Wong briefly finds his footing in the movie's home stretch, which sees Daqi return to occupied Shanghai with Zhiqui for a rescue effort disguised as an opera performance, but it's not only "too little, too late," but it's also thoroughly inferior to the similar thrills of Inglourious Basterds. Making art is a complicated process, and it's perfectly understanding that a filmmaker would get tired of being pigeonholed as one-note, but The Last Tycoon doesn't display any personality or stamp that would make it unique. It's a workmanlike effort that wastes the energy of a talented cast and crew on something entirely conventional.

The Blu-Ray
Simplicity is the word: photo of the star, eye-catching color, the title of the movie, and that's all she wrote. For something displaying such minimal effort, The Last Tycoon's artwork isn't all that bad, I guess, although it probably gives off more of an "action movie" vibe than the film actually deserves. A standard eco-friendly Vortex Blu-Ray case slides into a slipcover with identical artwork, and there is no insert inside the case.

The Video and Audio
In terms of picture quality, The Last Tycoon's 2.35:1 1080 AVC transfer is wildly inconsistent, although many of the anomalies that hinder this Blu-Ray disc are part of the original photography. The film was clearly shot on digital video, which becomes apparent during slow-motion sequences that have that cheap "high frame rate" appearance. Whites appear burned out, often creating dark edge haloes when faces lean in, and there may be some sharpening applied from time to time. Banding is a significant issue whenever there is a scene transition, and contrast is often very poor, thanks to soft-focus filters or smoky environments. Based on the level of detail and the range of vivid colors during the performance sequences, there's no questioning this is a modern-day HD transfer, but the drawbacks loom over the movie from beginning to end.

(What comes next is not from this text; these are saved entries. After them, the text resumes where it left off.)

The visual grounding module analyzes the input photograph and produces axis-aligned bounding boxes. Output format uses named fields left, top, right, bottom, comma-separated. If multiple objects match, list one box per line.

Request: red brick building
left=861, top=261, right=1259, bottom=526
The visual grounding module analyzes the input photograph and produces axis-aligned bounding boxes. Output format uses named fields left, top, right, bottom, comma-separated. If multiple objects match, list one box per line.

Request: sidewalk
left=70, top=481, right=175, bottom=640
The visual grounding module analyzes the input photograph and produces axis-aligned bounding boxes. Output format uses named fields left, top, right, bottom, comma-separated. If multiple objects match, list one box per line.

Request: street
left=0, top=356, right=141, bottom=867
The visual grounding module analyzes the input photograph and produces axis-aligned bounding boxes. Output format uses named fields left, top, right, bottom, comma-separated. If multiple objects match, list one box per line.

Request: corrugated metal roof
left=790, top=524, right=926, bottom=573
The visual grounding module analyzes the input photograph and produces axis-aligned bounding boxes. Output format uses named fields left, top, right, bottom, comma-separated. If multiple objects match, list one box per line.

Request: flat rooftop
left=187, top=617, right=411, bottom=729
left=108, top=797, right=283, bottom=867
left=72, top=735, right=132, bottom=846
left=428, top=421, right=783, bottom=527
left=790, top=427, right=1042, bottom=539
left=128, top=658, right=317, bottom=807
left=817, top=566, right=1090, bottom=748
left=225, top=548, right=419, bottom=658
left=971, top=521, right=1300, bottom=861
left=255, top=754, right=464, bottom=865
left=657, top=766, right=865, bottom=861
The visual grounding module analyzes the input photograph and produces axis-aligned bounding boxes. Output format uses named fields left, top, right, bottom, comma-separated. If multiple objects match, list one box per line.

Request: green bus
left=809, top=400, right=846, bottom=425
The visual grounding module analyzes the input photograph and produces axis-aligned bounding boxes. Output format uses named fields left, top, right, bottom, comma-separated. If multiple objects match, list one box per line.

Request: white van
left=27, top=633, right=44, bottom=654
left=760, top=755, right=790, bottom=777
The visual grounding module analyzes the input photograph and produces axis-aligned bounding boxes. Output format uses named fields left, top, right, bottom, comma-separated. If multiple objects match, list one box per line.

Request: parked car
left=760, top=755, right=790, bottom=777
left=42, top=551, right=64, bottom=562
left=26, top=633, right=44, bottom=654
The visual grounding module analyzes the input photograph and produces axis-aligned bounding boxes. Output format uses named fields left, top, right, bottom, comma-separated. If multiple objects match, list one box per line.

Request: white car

A Mandarin DTS-HD Master Audio 5.1 track is much less erratic, leaping into every one of the movie's complex and unexpected sound design challenges. The film starts out with simple things, like the spear juggling routine, performed outdoors, graduates to crowds, then finally leaps into the action with a street riot with all sorts of immersive yelling and weapon contact. The track really shines with a couple of thunderous war sequences, the first being a siege packed with explosions and crumbling buildings, and later, a massive finale in occupied Shanghai. The subwoofer gets plenty of actions, and the mix (I noticed a Dolby Atmos logo in the credits) will rattle your windows. A Dolby Digital 5.1 Mandarin track and a 2.0 Stereo Mandarin track are also included, as well as English subtitles.

The Extras
A reel of average promo clips (11:16) is included. Film clips and B-roll are intercut with on-set interviews from the cast and crew. Nothing special, but at least this collection of snippets is not overly long and deathly boring, like many Asian behind-the-scenes pieces.

Trailers for Saving General Yang, Ip Man: The Final Fight, and Drug War play before the main menu. An original theatrical trailer for The Last Tycoon is also included.

Conclusion
On one hand, The Last Tycoon is only a bland effort, not a bad effort. If you happen to be the kind of person who eats this kind of movie up, it's probably adequate enough to be worth a rental. At the same time, it's hard to imagine the same cast and crew couldn't have come up with something much better, and more unique.